The Department of Religious Studies is proud to welcome Dr. Jamillah Karim, who will present a talk titled:
Between the Nation of Islam and Sunni Islam: Black Muslim Women Fight Racism and Engage the American Ummah
Date/Time: Wednesday, April 16, 1:30 pm -3:30 pm
Place: 34 Peachtree Building, 12th floor, Room 1207
Dr. Karim is an international lecturer in race, gender, and Islam in America. She specializes in Islam and Muslims in the United States (African American, South Asian and Arab), Islamic Feminism, Race and Ethnicity, and Immigration and Transnational Identity. She received her doctorate in Islamic Studies from Duke University where she also did her undergraduate work in electrical engineering. She was formerly Associate Professor of Religious Studies at Spelman College. Her latest book, to be published in July by New York University Press, is titled Women of the Nation: Between Black Protest and Sunni Islam.

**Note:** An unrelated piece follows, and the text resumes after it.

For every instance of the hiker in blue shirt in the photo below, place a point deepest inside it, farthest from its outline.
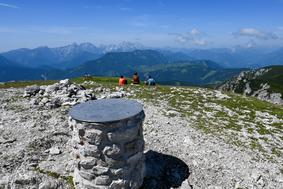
(150, 81)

Other publications by Jamillah Karim, available in the University Library, include:
- “Between Immigrant Islam and Black Liberation: Young Muslims Inherit Global Muslim and African American Legacies.” Muslim World 95.4 (2005): 497-513.
- “Voices of Faith, Faces of Beauty: Connecting American Muslim Women through Azizah Magazine.” Muslim Networks from Hajj to Hip Hop. Ed. Miriam Cooke and Bruce B. Lawrence, 169-188. Chapel Hill: The University of North Carolina Press, 2005.
- “To Be Black, Female, and Muslim: A Candid Conversation about Race in the American Ummah.” Journal Of Muslim Minority Affairs 26.2 (2006): 225-233.
- American Muslim Women: Negotiating Race, Class, and Gender within the Ummah. New York University Press, 2009.
- “Can We Define “True” Islam? African American Muslim Women Respond To Transnational Muslim Identities.” Rethinking Islamic Studies: From Orientalism to Cosmopolitanism. 114-130. Columbia, SC: University of South Carolina Press, 2010.